CRANSTON, R.I. (WPRI) — For the first time in several months, a Cranston dentist is once again allowed to see his patients.

Dr. Stephen Skoly was ordered to temporarily close his practice by the R.I. Department of Health because he refused to get vaccinated against COVID-19.

Skoly, who has a history of Bell’s palsy, was denied a medical exemption from the state’s vaccine mandate for health care workers. He claims that’s because Bell’s palsy is not listed as a side effect of the vaccine.

Following his denial, Skoly filed a lawsuit against Governor Dan McKee and the R.I. Department of Health, stating that both were “acting unconstitutionally and being irrational and arbitrary by denying his medical exception from the vaccine,” which prevented him from seeing patients.

Skoly was originally set to go before a federal judge Tuesday to request a temporary restraining order that would allow him to provide his patients with continuity of care.

But before that could happen, Skoly received a letter from the state last Friday notifying him that the compliance order had been lifted and he could reopen his practice.
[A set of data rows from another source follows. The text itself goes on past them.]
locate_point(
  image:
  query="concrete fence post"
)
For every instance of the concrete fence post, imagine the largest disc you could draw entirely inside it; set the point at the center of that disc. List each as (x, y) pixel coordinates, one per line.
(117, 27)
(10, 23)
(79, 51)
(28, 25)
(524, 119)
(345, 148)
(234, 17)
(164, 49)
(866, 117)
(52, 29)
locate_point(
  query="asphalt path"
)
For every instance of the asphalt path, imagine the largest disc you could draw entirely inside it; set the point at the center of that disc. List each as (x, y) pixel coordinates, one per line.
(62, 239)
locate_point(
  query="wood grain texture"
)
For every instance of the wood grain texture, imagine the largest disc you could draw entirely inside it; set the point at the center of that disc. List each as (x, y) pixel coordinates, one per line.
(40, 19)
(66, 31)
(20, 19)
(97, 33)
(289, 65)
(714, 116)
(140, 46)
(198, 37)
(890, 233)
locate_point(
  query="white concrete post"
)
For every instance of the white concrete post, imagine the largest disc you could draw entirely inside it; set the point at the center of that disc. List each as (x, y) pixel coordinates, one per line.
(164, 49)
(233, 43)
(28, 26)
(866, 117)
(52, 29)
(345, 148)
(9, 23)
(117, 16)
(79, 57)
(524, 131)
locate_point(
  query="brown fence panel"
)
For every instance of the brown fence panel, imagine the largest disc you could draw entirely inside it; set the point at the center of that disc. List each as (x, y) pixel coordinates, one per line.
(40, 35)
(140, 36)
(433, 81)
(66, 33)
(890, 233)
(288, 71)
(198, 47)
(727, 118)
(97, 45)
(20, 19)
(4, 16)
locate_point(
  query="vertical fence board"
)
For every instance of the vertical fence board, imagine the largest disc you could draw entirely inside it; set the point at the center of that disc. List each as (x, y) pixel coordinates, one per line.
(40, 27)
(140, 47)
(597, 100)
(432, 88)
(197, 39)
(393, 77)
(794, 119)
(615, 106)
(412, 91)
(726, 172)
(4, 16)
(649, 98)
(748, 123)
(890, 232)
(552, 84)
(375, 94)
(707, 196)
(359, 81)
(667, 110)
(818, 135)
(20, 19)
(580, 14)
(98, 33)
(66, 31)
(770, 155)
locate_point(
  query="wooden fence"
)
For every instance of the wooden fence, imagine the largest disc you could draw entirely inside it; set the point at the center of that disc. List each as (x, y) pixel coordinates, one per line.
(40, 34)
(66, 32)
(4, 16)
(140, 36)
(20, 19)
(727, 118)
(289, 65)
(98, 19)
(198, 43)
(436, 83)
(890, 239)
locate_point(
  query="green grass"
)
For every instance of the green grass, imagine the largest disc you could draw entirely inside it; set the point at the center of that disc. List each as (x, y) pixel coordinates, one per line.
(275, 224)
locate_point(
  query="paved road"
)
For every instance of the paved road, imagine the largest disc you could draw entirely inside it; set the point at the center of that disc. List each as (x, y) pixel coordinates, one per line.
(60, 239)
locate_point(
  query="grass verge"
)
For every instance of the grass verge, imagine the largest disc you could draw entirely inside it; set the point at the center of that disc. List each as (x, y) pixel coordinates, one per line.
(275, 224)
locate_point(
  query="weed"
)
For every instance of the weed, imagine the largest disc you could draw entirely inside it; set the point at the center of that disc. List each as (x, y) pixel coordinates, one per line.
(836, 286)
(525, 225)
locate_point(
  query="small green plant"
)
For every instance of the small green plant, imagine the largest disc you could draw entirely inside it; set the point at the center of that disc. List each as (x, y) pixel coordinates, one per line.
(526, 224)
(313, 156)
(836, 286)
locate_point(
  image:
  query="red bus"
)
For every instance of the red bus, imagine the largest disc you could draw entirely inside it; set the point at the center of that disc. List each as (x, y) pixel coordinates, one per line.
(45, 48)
“The compliance order issued to this licensee was related to an emergency regulation that expired on March 12,” R.I. Department of Health spokesperson Joseph Wendelken said. “We do not enforce regulations that are no longer in place.”

Skoly officially returned to work Monday morning. Since the order was lifted, Skoly said he’s received an outpouring of support from his patients.

“It’s very uplifting, it kind of got me through this,” he said. “Everybody needs a coach and I had a lot of coaches through this, so that’s good.”

Skoly’s legal team has withdrawn the restraining order request at this time, though they’re still discussing whether to drop the pending lawsuit.